My dad blames money issues on not having a degree and my mom blames her inability to feel confident at big corporate events on not having a degree. They may have not agreed on much other than a divorce being their best course of action but they sure did both agree that college what’s 100% what I had to do.
A doctor, a lawyer, a big corporate executive, the dreams were big and it terrified me. I didn’t want to live based on their plans but in reality I had no plan of my own so what else was I supposed to do. I went the college route for four years, still am but in those four years their dreams became slightly less active. I chose Mass Communications and Broadcast Journalism as a major not exactly a guaranteed six figure salary kind of job waiting for you after that. Currently I am taking about two semesters off to become a certified Paralegal considering I already work for a law firm, I like where I am and what I do, and they make more money than a starting night time radio host… Seems like a great idea.
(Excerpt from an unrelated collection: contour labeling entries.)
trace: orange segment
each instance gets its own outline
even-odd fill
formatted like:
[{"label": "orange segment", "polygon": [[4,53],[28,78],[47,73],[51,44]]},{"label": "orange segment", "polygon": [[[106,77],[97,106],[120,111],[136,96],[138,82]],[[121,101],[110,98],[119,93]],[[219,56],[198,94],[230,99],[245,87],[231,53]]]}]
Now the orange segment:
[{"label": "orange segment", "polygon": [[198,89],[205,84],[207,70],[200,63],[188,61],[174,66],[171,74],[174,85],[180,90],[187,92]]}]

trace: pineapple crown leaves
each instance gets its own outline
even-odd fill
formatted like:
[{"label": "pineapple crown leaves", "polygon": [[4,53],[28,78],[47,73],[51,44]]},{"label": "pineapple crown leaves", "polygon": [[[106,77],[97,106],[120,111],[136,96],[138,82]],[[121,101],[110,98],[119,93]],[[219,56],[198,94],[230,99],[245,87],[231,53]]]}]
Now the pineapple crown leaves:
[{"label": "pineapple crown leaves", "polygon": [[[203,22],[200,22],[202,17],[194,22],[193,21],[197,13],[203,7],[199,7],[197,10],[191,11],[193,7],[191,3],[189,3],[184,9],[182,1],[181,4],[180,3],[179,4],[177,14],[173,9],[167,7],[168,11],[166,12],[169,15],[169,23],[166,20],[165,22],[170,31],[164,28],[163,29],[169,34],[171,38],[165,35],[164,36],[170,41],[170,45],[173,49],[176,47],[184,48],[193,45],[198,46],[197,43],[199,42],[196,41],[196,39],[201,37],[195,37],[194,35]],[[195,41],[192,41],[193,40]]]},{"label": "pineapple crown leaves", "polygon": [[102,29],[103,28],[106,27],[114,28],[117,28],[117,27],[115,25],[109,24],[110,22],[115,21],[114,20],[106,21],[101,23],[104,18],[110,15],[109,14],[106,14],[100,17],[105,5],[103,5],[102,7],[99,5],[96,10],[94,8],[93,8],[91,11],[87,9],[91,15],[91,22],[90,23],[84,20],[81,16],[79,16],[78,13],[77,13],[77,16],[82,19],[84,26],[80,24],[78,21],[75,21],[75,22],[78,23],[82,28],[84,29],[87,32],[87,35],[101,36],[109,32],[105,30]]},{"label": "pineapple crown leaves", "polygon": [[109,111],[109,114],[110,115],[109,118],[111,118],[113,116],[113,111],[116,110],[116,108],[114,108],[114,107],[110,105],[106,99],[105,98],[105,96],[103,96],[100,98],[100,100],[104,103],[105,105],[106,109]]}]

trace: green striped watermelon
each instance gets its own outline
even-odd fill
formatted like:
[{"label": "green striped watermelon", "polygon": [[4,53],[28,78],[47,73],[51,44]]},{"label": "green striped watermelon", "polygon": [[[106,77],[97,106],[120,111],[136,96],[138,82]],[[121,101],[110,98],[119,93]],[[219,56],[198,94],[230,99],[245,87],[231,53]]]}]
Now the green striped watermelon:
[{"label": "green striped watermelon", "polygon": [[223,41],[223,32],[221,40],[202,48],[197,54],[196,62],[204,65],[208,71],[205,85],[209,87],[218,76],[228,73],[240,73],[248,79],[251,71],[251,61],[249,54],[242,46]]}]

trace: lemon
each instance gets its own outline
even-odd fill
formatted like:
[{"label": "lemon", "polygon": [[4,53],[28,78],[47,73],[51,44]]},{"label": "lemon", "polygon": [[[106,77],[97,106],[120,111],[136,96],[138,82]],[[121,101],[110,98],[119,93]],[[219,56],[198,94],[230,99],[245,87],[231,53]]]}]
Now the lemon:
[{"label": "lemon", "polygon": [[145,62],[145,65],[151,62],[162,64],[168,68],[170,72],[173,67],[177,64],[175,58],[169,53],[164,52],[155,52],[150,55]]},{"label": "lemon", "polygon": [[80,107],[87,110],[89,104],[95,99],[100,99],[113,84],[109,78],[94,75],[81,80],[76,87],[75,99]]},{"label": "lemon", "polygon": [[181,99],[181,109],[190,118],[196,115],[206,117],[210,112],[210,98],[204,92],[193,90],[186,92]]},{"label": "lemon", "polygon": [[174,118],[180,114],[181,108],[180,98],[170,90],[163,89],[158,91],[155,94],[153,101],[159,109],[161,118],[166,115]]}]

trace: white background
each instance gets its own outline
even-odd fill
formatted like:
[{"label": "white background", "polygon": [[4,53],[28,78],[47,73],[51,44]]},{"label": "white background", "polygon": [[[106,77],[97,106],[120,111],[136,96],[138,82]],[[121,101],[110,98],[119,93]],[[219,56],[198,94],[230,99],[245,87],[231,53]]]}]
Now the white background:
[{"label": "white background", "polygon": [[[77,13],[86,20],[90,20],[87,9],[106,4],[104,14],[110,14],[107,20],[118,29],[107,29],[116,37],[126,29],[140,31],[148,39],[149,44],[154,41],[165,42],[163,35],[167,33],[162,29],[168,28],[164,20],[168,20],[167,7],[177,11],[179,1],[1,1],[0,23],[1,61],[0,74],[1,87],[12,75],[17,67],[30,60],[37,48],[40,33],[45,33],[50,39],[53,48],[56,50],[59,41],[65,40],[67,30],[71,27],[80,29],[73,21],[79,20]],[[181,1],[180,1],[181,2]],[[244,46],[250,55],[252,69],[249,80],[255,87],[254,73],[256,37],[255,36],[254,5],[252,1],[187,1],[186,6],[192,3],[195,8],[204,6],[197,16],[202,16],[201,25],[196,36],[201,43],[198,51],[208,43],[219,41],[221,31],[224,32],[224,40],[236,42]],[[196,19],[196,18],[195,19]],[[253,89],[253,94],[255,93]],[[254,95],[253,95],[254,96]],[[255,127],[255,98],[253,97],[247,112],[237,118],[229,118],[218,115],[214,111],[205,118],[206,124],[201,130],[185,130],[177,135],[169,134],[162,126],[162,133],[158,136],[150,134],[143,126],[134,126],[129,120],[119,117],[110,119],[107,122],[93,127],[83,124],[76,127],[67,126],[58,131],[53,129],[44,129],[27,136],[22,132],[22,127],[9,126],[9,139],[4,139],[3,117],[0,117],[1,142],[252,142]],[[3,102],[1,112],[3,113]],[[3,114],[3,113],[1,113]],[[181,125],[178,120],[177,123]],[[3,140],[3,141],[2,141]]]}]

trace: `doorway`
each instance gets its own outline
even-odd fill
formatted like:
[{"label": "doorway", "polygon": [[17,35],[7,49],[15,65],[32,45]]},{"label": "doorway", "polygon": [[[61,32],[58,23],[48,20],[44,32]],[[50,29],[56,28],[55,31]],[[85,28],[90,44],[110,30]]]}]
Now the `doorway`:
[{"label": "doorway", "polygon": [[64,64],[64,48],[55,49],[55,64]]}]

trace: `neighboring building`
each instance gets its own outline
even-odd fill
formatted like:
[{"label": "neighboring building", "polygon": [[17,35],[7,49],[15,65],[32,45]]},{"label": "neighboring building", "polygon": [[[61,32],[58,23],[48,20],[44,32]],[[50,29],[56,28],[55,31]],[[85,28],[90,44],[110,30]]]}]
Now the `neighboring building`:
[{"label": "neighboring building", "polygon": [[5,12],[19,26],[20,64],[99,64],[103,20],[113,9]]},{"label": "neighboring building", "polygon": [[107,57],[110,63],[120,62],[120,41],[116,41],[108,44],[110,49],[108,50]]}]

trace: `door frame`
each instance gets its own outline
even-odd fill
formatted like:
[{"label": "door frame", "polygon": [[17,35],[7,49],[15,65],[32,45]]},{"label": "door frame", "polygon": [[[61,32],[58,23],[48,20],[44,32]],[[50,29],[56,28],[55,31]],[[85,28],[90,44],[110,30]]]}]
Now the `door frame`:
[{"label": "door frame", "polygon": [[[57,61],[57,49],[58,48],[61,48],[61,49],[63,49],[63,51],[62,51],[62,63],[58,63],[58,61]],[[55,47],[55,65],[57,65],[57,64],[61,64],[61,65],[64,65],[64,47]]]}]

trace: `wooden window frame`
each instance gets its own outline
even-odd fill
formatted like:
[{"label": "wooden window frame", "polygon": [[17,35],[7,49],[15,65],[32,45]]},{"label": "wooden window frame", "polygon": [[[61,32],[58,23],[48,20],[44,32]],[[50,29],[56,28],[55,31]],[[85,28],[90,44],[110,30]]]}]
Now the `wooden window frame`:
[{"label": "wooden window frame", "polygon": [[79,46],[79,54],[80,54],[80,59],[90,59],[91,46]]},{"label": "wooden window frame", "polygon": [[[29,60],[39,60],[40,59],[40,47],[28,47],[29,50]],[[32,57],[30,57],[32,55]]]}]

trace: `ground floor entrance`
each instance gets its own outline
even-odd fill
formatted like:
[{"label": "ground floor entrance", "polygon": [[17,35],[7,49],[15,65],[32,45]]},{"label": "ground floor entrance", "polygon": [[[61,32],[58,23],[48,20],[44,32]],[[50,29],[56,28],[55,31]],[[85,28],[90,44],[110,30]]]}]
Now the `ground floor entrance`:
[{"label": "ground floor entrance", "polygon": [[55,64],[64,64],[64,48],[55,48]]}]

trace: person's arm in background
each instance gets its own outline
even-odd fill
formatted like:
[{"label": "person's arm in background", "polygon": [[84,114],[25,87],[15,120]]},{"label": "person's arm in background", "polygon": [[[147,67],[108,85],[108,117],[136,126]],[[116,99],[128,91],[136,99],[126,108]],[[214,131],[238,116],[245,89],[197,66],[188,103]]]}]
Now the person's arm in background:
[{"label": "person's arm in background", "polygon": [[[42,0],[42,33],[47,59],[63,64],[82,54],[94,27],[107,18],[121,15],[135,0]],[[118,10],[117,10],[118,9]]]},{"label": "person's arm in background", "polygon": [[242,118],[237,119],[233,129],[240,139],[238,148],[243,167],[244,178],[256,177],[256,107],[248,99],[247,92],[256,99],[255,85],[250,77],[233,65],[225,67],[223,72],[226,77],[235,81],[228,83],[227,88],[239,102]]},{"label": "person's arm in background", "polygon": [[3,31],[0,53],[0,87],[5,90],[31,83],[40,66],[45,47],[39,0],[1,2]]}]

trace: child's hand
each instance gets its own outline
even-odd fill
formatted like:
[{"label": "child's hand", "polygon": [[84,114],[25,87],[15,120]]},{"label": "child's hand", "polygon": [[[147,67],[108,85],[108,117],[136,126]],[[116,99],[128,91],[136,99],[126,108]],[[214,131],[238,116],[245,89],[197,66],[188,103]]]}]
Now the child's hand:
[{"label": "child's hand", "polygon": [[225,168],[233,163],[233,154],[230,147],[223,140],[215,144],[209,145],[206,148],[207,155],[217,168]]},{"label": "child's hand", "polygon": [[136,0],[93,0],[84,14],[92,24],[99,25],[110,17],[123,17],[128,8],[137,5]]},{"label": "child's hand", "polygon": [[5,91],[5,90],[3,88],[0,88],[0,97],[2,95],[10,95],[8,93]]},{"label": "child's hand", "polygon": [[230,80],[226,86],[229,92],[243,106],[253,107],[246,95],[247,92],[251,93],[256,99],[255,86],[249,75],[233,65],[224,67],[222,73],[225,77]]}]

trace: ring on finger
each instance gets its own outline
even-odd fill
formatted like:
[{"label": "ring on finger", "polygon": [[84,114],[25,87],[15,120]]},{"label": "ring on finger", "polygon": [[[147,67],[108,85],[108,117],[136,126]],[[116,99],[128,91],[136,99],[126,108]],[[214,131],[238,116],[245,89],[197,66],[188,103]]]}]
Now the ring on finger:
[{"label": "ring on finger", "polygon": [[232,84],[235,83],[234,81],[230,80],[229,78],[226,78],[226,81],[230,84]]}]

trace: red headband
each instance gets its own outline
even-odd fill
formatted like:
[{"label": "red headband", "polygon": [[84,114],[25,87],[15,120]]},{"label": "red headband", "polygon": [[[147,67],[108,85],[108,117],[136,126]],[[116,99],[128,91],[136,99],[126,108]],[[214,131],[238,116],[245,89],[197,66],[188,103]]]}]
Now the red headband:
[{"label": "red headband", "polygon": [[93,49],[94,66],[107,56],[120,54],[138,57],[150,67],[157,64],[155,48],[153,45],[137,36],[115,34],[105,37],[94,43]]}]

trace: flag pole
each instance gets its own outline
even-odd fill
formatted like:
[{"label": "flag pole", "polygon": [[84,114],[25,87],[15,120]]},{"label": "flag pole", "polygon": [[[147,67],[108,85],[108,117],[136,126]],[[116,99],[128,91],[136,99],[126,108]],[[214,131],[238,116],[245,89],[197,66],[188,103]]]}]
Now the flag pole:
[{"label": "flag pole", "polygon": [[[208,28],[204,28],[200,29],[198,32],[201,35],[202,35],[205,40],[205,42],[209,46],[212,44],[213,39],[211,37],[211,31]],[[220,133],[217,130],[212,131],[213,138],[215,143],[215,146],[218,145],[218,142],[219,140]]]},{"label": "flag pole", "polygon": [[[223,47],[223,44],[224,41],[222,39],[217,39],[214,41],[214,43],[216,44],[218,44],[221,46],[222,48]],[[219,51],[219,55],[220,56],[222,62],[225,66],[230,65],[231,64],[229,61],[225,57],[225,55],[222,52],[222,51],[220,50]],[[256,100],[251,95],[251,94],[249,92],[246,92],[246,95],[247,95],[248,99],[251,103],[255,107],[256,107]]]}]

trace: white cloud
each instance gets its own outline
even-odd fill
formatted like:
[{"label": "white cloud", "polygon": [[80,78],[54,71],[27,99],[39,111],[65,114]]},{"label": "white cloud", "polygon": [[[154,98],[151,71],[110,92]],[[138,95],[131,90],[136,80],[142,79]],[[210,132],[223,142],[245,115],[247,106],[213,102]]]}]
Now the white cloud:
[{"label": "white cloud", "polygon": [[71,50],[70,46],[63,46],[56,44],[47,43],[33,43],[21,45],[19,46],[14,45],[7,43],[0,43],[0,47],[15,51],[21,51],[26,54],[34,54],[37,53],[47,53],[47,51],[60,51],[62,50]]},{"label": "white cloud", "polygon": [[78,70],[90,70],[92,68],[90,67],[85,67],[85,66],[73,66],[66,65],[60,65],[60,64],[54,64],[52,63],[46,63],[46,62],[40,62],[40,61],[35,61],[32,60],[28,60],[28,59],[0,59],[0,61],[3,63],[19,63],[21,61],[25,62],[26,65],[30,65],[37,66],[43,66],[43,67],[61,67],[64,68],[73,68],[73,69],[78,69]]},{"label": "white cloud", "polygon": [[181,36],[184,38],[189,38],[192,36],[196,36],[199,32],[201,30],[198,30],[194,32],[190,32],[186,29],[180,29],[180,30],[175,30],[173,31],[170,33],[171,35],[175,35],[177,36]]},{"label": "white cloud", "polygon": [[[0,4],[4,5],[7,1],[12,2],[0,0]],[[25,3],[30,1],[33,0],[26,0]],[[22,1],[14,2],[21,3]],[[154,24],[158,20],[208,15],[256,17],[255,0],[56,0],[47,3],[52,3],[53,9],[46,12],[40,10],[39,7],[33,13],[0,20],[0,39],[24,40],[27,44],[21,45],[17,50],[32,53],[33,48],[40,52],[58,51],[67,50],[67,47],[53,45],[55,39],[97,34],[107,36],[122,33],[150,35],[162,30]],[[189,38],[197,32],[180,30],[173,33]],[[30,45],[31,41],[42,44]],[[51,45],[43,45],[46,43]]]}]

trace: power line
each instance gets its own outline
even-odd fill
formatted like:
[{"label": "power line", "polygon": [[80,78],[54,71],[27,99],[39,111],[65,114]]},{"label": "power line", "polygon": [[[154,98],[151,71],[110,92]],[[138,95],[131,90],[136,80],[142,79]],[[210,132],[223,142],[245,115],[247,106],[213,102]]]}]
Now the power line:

Four years ago I would have told you I’d have a degree by 21, married by 24, and kids by 27, I planned out the ideal typical life that we are forced to envision as great, happy, stable and normal. But I’m 21, with a stable job, bills, an active education and a growing salary, that’s about all the responsibility I need. Let me tell all of you graduating seniors why, because right now is it. At some point someday I will be married. With kids and a husband and I am sure when it is time for that adventure I will love it. Until that day comes I refuse to be the girl who followed the yellow brick road like every other person out there.
I’m not saying be stupid and don’t work towards a future for yourself, clearly I am. But don’t over think so much. Skydiving, strip clubs that one extra shot of tequila, take that chance while you are young enough to risk it all and say you lived to tell the tail.
Do I ever miss High School?
Sure, I lived back then too. Probably more carefree and secretive than I do now and you know what I am grateful for every moment of experience I got. But no I don’t want to go back. Looking forward looks so nice to me and if the last few months of finally finding my footing is any indication of the rest of my life I am seriously looking forward to it.
Knocks you on your ass a bit, to see your sister and your best friends sister who were only 14 the day you left to prom standing in front of you with their dates looking like beautiful young women whom you are so proud of and whom you know you got to be a part of the person that they are today. It shows you how fast time goes and it makes you feel grateful to have had your time.
In about a month I will watch them cross the stage, the same stage me and my best friend crossed four years ago and my only tip of advice is have fun. Do absolutely everything you can to be able to say that everything you did in life was positive, adventurous, progressive, and maybe even a little dangerous.
To all the seniors enjoying prom be safe, don’t drink and drive, and whatever you do please don’t invite a homeless man back to your hotel room at 5am. Happy Prom Class of 2016, from a fellow bobcat alumni of the class of 2012.